Though many managers know they should verify a household member's need for a live-in aide, they usually just ask for a letter from a health care provider stating that the member needs a live-in aide. But this may not be the best way to get verification. The health care providers may not know what information federal law requires you to verify before you can allow a live-in aide to move into a unit. Therefore, their letters may leave out essential information.

For example, a health care provider may simply write and ask you to let a household member have a live-in aide, but not say that the household member is disabled. And if you allow a household to have a live-in aide without verifying the household member's disabled status, you're being unfair to other households at the site that would also like live-in assistance without having their eligibility affected.

It's much better to ask health care providers to fill out a standard form like our verification form. This ensures that you give the same treatment to all household members who make such requests and that you get all the information you need to evaluate requests.

What to Ask

Our form explains to the health care provider that the household member has asked management to allow him or her to have a live-in aide. It says that you'll consider the request if the household member is disabled and requires live-in assistance. Graham suggests verifying the following two points to determine whether a request to have a live-in aide is reasonable. That's important because the FHA requires you to grant only reasonable accommodation requests—such as requests for a live-in aide—from disabled household members.

Is household member disabled? The form asks if the household member meets the definition of “disabled” under federal law. The FHA protects anyone who has a “physical or mental impairment that substantially limits one or more major life activities; has a record of such an impairment; or is regarded as having such an impairment.” The FHA defines “physical impairment” as “any physiological disorder or condition, cosmetic disfigurement, or anatomical loss affecting any of the major body systems.”

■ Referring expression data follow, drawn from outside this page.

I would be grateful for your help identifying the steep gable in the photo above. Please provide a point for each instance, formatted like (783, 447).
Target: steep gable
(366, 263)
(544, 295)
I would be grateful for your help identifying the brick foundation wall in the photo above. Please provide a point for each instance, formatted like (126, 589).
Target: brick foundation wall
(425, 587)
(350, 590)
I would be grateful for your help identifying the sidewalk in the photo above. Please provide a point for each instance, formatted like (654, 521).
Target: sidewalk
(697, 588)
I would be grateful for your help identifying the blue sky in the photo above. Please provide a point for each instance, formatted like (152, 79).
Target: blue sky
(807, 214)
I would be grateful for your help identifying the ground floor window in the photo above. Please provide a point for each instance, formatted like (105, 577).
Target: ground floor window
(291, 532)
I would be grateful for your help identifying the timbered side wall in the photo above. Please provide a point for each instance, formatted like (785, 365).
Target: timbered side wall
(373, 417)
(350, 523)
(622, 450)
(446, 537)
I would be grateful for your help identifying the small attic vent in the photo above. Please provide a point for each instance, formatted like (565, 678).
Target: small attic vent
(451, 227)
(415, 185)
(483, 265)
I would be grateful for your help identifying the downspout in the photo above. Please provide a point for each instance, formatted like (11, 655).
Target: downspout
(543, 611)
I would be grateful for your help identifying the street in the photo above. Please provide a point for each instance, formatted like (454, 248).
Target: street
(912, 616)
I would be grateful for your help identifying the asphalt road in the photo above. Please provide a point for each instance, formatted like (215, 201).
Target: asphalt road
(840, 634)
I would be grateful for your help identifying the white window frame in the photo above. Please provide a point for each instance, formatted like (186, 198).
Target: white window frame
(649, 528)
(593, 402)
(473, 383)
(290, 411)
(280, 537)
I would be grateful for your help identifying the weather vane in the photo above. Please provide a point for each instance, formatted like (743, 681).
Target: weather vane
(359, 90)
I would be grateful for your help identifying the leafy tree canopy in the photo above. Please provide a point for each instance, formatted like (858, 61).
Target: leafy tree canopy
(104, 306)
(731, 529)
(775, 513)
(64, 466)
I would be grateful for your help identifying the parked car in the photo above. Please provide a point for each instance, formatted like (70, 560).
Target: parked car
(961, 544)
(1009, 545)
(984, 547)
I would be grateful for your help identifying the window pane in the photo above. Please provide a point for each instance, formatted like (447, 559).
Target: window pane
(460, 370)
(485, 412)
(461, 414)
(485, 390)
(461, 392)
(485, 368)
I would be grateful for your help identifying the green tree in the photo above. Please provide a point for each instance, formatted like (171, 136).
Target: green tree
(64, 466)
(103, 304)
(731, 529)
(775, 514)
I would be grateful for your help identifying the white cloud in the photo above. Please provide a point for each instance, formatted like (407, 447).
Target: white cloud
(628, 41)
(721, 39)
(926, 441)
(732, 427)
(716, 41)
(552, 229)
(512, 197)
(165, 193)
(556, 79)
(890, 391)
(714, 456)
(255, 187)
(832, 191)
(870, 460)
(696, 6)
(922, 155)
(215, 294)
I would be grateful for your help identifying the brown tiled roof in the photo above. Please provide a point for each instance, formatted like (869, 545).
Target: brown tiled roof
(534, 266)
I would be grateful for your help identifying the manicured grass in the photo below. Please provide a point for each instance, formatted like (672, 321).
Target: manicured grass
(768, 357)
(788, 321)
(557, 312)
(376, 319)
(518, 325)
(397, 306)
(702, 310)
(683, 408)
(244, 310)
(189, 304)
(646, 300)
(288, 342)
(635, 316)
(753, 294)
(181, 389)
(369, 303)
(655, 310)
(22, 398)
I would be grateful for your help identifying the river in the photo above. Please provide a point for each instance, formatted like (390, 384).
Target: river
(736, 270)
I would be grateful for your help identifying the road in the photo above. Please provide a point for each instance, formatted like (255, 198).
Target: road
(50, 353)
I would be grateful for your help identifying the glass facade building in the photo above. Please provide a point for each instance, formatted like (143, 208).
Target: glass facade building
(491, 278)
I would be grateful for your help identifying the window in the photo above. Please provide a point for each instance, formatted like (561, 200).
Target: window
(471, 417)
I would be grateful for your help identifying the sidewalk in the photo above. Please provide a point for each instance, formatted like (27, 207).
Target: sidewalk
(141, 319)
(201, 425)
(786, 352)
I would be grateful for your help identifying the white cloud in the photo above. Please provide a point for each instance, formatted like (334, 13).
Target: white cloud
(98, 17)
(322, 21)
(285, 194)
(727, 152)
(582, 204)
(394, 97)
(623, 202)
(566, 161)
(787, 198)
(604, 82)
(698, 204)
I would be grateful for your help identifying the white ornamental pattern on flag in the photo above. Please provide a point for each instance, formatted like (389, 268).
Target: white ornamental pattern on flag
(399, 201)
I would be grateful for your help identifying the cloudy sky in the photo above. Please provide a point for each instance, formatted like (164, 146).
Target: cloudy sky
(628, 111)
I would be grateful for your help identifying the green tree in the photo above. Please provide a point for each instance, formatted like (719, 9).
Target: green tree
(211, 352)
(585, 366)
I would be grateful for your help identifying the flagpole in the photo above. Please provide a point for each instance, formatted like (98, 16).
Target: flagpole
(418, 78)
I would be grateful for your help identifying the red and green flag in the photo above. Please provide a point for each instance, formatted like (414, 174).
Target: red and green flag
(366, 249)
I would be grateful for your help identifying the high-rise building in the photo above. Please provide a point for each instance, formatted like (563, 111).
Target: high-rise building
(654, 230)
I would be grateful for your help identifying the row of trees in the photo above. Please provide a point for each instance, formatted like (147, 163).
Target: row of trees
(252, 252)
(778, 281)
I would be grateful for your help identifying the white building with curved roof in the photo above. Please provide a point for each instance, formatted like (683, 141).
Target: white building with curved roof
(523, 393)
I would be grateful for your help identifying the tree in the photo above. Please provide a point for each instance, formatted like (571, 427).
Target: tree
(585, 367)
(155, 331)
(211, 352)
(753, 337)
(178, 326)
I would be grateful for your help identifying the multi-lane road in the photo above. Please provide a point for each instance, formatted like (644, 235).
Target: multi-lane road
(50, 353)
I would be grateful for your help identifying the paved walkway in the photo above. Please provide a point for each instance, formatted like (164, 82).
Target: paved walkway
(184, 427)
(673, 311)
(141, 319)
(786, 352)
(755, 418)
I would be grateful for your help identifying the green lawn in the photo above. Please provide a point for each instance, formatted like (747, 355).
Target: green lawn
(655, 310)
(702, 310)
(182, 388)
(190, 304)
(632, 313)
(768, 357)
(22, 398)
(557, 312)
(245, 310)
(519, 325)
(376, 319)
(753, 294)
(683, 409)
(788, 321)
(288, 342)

The form reprints the applicable definition from the federal regulations so that the health care provider understands what's being asked. Note that federal law bars you from requesting information about the nature or extent of the disability, or any other details about the household member's condition.

Does the household member need a live-in aide? The form asks if the household member needs a live-in aide in order to have the same opportunity that a nondisabled individual has to use and enjoy the site. The form makes it clear that you want the health care provider's professional opinion. Otherwise, some health care providers might ask you to allow a household member to have a live-in aide simply because they think it would be nice for the household member.

Evaluate Source's Response

If the health care provider answers no to one or both questions, you may reject the household member's request for a live-in aide.

If the health care provider answers yes to both questions, you must consider the request. You may not turn down the request as long as the live-in aide will live in the unit solely to provide supportive services and won't have the right to live in the unit if the household member who requires assistance moves out or dies.

In fact, HUD encourages federally assisted sites to obtain a signed agreement in the form of a lease addendum that denies occupancy of the unit to a live-in aide after the household member, for whatever reason, is no longer living in the unit [HUD Handbook, par. 3-6]. If you require such an agreement and the household member or live-in aide refuses to sign it, you could turn down the request. Otherwise, you should approve the request if a health care provider verifies the household member's need for a live-in aide. For an example of a lease addendum that you can adapt and use at your site, see our Model Agreement: Get Live-In Aide to Agree to Site Residency Terms.